1. Time-limited trial interventions in patients with poor prognoses decreased length of stay in ICU, reduced minimally beneficial treatments, and increased communication between clinicians and patients/ patients’ families.
2. Time-limited trials did not alter hospital mortality rates of critically ill patients.
Evidence Rating Level: 2 (Good)
Study Rundown: There is growing evidence to suggest that many critically ill patients in the intensive care unit (ICU) may receive treatment of minimal benefit during their stay. Time-limited trials (TLTs) are discussions between clinicians and patients or their surrogate decision-makers; they include examining patients’ preferences, making decisions to use certain medical therapies, and scheduling follow-up meetings to assess progress and next steps. This prospective quality improvement study investigated whether the utilization of TLTs with critically ill patients led to a reduction in intensity and duration of ICU interventions with minimal benefit. Family meetings, which included discussions of patients’ values, prognosis, risk/benefit of procedures, and identifying clinical markers of improvement, were significantly increased postintervention. Median ICU length of stay was significantly decreased in the postintervention period compared to preintervention and many ICU treatments were also used less frequently postintervention. Nevertheless, hospital mortality was similar between the two time periods. Overall, TLTs decreased unnecessary treatments in the ICU and time spent there without affecting mortality in patients suffering from advanced medical illness and poor prognoses. A limitation of this study was that the definition of a patient deemed to have a low likelihood of benefit from ICU procedures was subjective and varied between hospitals; nonetheless, this was believed to be the most practical and realistic approach.

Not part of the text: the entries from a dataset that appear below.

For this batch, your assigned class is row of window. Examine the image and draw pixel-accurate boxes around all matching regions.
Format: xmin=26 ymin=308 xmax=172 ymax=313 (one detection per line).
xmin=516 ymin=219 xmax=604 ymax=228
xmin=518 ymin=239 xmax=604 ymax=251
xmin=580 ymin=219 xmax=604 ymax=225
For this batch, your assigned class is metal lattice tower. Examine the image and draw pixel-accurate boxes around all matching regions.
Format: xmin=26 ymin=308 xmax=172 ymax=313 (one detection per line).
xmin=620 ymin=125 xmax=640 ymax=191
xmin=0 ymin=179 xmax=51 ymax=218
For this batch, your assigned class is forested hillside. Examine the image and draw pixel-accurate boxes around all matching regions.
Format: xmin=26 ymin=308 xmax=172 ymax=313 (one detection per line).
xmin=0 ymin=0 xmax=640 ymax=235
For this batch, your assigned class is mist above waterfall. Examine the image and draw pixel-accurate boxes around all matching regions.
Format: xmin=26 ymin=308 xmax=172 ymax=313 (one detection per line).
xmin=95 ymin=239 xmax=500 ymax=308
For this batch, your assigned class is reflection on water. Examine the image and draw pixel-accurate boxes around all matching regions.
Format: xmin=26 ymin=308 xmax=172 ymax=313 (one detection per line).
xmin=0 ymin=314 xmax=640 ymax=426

In-Depth [prospective cohort]: Between June 1, 2017 and December 31, 2019, all patients in ICUs from three hospitals in the Los Angeles County Department of Health Services were eligible for this study. 113 patients (725 eligible) preintervention and 96 patients (704 eligible) postintervention were included if they were critically ill and would likely not receive benefit from ICU treatments (category 3 in Society of Critical Care Medicine guidelines). Quality improvement interventions were 4-6 weeks in length and taught physicians how to initiate time-limited trials (TLTs); data were collected for four months preintervention and postintervention. The primary outcomes were the changes in the quality of family meetings and ICU length of stay after TLT interventions. Formal family meetings were significantly increased (68/113 [95.8%] patients vs. 92/96 [60.2%] patients; p<0.001), and median ICU days to the first family meeting was significantly reduced (1.0 days [IQR: 1.0-2.0] vs. 5.5 days [IQR: 2.0-9.0]; p<0.001) postintervention compared to preintervention. Median ICU length of stay significantly reduced (p= 0.02) from 8.7 days (IQR: 5.7-18.3) to 7.4 days (IQR: 5.2-11.5), and various ICU procedures were used less often postintervention. Hospital mortality demonstrated no significant difference postintervention (58.3%) compared to preintervention (58.4%) (p= 0.99).